Mass-rock, Cloonta, Co. Mayo
Co. Mayo |
Holy Sites & Wells
At the summit of a small hillock in Cloonta, County Mayo, a single irregular boulder sits within a low earthen bank.
To look at it now, the stone is unassuming, the kind that might easily be passed over. But local tradition holds that this was once an altar, a place where Catholic Mass was celebrated in secret during the Penal Era, when the practice of the faith carried serious legal consequences.
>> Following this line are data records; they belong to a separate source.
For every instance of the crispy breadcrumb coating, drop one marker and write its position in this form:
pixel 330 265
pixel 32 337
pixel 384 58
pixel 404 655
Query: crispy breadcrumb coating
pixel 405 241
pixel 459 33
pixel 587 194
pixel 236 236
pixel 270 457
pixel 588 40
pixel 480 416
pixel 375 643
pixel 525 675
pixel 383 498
The Penal Laws, enacted in the late seventeenth and early eighteenth centuries, banned Catholic worship and stripped Catholics of property rights, political participation, and access to education. Priests who celebrated Mass risked imprisonment or worse, and congregations gathered wherever they could find cover, often on remote hillsides, in hollows, or behind field walls. Mass-rocks, as these outdoor altars came to be known, are found across Ireland, typically in elevated or sheltered spots that offered a view of approaching authorities. The Cloonta site fits that pattern. The hillock's flattish top, roughly thirteen and a half metres across, is partially enclosed by a bank of earth and small stones, running about nine metres on a north-northwest to south-southeast axis and standing half a metre high. The boulder that forms the focal point is built into this bank rather than set apart from it, suggesting the landscape itself was shaped, or at least used, with some deliberate purpose in mind.